Type 1: Managed Service Providers
Standard MSPs are responsible for managing a client’s information technology (IT), including its infrastructure and staff. To this end, MSPs provide services covering customer systems and network infrastructure, applications and security requirements. They specifically provide ongoing monitoring, maintenance, administration and support.
However, PSMs are not required to provide these services in a certain way. This is because an MSP can provide both remote and on-site resources. They can also host the infrastructure and assets in their data center, a third-party data center, or with a public cloud provider.
Type 2: Managed Security Service Providers
According to AT&T Cybersecurity, a Managed Security Service Provider (MSSP) is “an IT service provider that focuses on providing outsourced cybersecurity monitoring and management services to organizations.” This functionality distinguishes an MSSP from an MSP. The latter takes care of the maintenance of the entire IT environment of an organization, which means that most MSPs can only provide a basic level of security to customers. On the other hand, the former adopts the specialized mission of respecting the security requirements of its customers in the face of the evolving threat landscape. Many MSSPs do this by offering 24/7 network monitoring services as well as other continuous security features such as Vulnerability Management (VM) and Security Configuration Management (SCM). .
The different missions of MSPs and MSSPs do not prevent organizations from having both at the same time. In fact, the two can complement each other in the event of a security incident. Here is OSIbeyond with an example scenario:
When a security analyst employed by the MSSP detects a security threat, he creates an incident alert and develops a remediation plan. This information is then sent to the MSP, whose job is to perform remediation. In other words, the MSSP uses its cybersecurity expertise to develop a plan and the MSP executes it.
Organizations can thus use MSSPs and MSPs together to detect digital threats and resolve infrastructure issues in a timely manner. These two goals are essential for the long-term success and growth of the business.
Type 3: Co-managed IT service providers
The next type of managed service provider is a co-managed IT service provider (Co-MIT).

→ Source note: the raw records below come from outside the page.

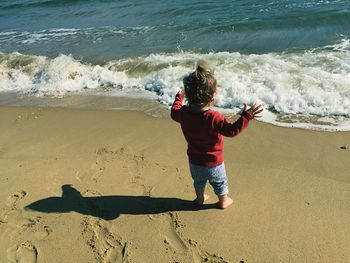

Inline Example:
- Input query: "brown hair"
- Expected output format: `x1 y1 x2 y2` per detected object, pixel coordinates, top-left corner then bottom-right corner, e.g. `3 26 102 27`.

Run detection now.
183 61 216 106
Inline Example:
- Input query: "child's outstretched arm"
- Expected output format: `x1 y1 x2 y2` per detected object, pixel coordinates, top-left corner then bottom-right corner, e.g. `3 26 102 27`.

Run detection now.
213 104 263 137
170 89 185 122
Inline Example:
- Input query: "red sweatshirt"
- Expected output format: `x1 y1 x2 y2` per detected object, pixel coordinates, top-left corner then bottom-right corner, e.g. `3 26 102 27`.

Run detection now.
171 93 254 167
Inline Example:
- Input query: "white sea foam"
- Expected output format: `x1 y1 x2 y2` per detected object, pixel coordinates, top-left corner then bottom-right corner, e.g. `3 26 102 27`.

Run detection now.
0 39 350 130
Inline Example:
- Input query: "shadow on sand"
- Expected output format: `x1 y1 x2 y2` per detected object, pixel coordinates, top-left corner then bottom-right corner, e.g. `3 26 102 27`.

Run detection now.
25 185 218 220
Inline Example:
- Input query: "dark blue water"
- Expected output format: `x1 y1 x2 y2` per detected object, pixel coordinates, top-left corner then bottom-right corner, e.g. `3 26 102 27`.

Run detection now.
0 0 350 62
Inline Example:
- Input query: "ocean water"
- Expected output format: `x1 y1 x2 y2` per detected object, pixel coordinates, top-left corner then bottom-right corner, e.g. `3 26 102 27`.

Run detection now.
0 0 350 131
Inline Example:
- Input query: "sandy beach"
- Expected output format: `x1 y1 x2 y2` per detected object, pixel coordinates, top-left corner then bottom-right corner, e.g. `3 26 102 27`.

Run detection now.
0 107 350 263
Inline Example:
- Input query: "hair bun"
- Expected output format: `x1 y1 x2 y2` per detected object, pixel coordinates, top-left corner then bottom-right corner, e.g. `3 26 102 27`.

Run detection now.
195 60 210 79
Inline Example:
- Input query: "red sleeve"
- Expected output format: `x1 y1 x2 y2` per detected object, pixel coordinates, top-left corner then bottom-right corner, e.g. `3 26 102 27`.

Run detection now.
213 111 254 137
170 91 184 122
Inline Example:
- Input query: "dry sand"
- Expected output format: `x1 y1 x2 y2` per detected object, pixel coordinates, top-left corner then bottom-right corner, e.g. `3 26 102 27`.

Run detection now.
0 107 350 263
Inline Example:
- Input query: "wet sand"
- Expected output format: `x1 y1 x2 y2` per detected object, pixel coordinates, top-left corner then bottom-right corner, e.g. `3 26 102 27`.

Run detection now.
0 106 350 262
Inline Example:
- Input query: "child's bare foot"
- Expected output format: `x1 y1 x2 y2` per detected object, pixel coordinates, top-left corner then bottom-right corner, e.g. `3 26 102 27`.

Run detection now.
218 195 233 209
194 194 210 205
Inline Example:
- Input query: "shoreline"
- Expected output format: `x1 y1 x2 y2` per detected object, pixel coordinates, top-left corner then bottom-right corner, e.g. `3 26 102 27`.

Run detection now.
0 106 350 262
0 91 350 132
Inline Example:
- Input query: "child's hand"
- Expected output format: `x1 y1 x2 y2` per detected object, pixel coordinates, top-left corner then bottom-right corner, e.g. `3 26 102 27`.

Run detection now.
177 88 185 96
243 104 264 119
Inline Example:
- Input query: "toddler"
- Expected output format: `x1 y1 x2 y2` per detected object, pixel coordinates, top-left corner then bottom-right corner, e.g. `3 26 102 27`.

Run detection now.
171 63 263 209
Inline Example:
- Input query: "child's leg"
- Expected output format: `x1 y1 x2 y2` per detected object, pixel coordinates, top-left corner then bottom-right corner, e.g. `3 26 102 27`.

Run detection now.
209 163 233 209
194 188 209 205
190 164 209 205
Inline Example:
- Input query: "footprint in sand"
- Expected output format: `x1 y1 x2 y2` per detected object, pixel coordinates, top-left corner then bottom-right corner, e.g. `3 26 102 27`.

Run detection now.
82 217 130 263
7 241 38 263
164 212 228 263
0 190 27 223
6 190 27 208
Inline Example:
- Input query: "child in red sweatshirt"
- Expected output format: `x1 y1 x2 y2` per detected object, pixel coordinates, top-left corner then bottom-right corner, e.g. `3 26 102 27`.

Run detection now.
171 65 263 209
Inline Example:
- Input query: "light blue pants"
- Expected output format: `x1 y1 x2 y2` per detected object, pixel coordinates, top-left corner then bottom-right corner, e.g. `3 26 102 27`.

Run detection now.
190 163 228 195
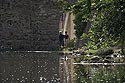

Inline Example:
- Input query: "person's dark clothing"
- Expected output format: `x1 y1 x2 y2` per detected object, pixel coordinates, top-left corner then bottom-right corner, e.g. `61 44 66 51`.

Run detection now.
65 35 69 39
59 34 65 46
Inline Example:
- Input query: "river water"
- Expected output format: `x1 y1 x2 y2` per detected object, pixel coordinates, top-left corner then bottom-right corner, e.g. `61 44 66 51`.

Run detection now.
0 51 125 83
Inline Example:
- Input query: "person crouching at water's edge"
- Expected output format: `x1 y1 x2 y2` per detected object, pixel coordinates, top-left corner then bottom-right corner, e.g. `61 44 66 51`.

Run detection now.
59 31 65 48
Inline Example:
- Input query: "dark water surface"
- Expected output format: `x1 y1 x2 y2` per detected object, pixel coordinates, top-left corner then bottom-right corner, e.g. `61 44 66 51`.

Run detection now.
0 51 125 83
0 52 60 83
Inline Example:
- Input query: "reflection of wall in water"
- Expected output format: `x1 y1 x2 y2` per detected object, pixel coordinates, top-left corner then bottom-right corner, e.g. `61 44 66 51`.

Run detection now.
0 53 60 83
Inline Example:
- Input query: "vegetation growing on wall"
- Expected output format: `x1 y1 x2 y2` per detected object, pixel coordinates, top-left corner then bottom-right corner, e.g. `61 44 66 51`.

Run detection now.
60 0 125 53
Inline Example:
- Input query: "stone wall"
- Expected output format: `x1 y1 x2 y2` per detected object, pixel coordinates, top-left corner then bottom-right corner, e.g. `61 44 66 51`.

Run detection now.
0 0 61 50
0 0 77 50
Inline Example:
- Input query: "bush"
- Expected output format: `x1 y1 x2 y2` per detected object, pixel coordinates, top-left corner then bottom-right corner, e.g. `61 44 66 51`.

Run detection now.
67 39 75 48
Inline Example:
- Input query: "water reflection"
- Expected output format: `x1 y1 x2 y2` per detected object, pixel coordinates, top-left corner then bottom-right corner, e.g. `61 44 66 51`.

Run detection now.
74 63 125 83
0 52 60 83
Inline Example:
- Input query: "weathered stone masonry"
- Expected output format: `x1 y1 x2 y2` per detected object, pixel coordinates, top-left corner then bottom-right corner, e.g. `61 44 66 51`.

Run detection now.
0 0 76 50
0 0 61 50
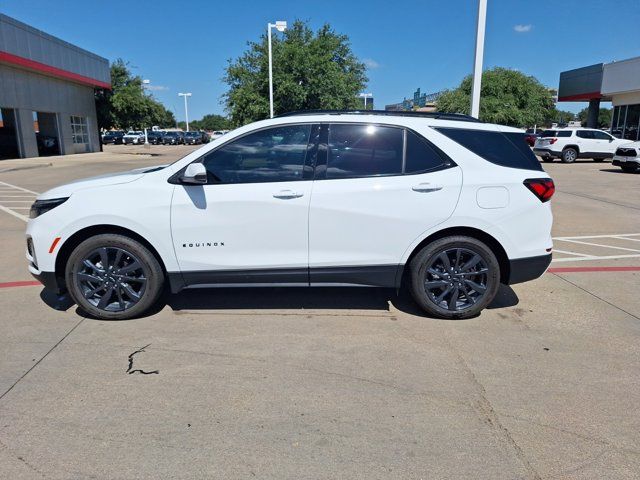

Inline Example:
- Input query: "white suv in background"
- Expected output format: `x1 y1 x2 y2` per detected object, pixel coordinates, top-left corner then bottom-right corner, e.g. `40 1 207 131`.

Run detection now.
611 141 640 173
533 128 629 163
27 112 554 319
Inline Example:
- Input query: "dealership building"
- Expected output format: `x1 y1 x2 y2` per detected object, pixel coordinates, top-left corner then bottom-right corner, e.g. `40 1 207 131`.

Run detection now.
0 14 111 159
558 57 640 140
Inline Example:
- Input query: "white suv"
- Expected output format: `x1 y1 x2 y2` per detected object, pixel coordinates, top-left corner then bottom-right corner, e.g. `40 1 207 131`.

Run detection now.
533 128 629 163
27 112 554 319
611 141 640 173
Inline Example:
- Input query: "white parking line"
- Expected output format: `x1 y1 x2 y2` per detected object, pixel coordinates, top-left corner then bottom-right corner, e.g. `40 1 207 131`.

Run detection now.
0 182 40 195
0 182 38 222
553 233 640 263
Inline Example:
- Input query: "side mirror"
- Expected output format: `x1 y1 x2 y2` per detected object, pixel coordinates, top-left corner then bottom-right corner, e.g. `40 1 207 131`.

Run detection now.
180 163 207 185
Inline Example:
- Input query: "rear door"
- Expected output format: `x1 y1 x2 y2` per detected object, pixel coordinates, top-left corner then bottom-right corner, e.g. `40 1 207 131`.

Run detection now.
309 123 462 286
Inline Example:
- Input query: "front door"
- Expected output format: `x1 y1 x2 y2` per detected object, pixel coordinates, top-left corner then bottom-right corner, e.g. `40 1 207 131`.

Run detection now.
171 124 319 285
309 124 462 287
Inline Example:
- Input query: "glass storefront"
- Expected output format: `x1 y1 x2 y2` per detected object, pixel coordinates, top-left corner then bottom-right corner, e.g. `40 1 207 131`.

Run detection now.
611 103 640 140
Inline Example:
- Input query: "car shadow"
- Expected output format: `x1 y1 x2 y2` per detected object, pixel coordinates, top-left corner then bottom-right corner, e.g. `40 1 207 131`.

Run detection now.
600 168 640 175
40 284 519 321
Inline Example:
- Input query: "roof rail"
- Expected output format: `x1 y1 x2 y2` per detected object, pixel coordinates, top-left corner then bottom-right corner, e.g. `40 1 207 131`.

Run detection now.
276 110 480 122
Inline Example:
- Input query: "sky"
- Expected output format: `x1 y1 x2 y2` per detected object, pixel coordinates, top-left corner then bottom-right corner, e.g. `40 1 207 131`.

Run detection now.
0 0 640 120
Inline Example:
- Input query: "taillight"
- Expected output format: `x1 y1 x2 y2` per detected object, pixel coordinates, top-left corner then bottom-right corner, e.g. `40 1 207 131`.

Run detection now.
522 178 556 203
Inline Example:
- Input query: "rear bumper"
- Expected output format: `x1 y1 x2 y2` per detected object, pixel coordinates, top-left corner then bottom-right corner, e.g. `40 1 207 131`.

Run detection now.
611 157 640 167
506 254 551 285
533 148 560 157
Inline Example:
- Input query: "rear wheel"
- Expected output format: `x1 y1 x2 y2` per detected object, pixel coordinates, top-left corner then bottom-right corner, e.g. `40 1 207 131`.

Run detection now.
409 236 500 319
562 148 578 163
65 234 164 320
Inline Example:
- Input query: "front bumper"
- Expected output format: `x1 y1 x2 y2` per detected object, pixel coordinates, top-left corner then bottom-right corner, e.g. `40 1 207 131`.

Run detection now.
29 266 65 294
506 254 551 285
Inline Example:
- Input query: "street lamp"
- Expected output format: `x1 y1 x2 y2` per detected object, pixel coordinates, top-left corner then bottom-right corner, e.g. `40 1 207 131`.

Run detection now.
471 0 487 118
267 20 287 118
358 93 373 110
178 93 191 132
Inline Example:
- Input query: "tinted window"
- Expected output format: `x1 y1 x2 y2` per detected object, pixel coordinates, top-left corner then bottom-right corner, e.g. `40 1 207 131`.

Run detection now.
576 130 594 140
436 128 542 170
326 124 403 178
593 132 611 141
540 130 558 138
405 130 450 173
202 125 311 183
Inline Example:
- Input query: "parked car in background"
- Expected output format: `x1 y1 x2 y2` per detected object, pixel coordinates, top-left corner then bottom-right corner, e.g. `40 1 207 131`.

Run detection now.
102 130 124 145
612 142 640 173
162 131 184 145
184 132 202 145
26 111 555 320
533 128 629 163
210 130 228 140
122 130 144 145
147 130 164 145
524 128 541 147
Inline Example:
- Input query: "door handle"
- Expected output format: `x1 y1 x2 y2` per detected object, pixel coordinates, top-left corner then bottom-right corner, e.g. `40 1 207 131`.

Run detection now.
411 183 442 193
273 190 304 200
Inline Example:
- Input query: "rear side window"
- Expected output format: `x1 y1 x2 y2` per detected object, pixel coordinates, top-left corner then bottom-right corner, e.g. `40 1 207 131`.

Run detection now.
436 127 542 171
405 130 450 173
326 124 404 179
576 130 594 139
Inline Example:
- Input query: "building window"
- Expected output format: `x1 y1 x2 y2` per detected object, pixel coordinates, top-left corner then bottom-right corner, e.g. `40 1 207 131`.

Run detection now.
71 115 89 143
622 104 640 140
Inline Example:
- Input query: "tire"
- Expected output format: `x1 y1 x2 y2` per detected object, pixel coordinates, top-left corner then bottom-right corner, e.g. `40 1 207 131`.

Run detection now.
65 234 164 320
562 147 578 163
409 236 500 320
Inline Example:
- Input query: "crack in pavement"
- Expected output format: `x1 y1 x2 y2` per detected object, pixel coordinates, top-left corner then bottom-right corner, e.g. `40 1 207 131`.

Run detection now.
126 343 160 375
0 440 47 478
444 335 542 480
0 317 85 400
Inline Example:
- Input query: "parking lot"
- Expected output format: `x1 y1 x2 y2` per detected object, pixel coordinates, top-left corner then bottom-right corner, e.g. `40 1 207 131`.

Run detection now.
0 145 640 479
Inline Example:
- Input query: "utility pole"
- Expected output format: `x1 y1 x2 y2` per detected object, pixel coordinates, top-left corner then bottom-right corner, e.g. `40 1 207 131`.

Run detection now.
471 0 487 118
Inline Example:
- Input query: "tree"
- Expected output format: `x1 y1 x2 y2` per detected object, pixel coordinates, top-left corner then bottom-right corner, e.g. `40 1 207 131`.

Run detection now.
578 107 613 128
437 67 554 127
96 58 176 129
224 20 368 126
184 113 230 131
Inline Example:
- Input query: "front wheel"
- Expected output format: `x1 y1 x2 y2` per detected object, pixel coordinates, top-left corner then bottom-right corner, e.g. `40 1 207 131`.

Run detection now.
409 236 500 319
65 234 164 320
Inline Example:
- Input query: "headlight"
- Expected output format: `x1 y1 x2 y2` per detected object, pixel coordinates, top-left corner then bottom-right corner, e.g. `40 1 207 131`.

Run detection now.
29 197 69 218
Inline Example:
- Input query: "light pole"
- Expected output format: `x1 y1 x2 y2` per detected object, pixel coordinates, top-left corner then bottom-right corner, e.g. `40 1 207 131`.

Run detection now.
267 20 287 118
178 93 191 132
358 93 373 110
471 0 487 118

This MSP uses an arrangement that differs from the âpureâ relationship between client management and a traditional MSP, as Tech Decisions notes. Instead of this model, Co-MITs blend customer management, MSP offerings, and internal IT teams.
The logic behind Co-MITs is that internal IT teams understand the added value of their business better than an MSP. Co-MIT agreements can then use this knowledge to agree on the goals, terms and standards of the service (s) to be offered. By leveraging in-house expertise and industry knowledge of MSPs, clients can get the best of both worlds.
Type 4: managed detection and response
Finally, there is Managed Detection and Response (MDR). This type of MSP involves services that research, identify and alert on current or incoming threats, according to deepwatch. MDR vendors typically rely on 24/7 monitoring features that include artificial intelligence and machine learning as a means of monitoring security incidents.
The MDR looks a bit like the services provided by an MSSP. The main difference is that MDR is proactive in nature, by deepwatch, while the latter helps an organization respond to security events and defend against vulnerabilities. An MSSP issues alerts when it encounters a threat, but unlike the MDR, it does not investigate them.
All MSP colors
The above explanations do not in any way explain all the advantages of each type of PSM. They also do not cover all of the ways in which these types of providers can potentially complement each other.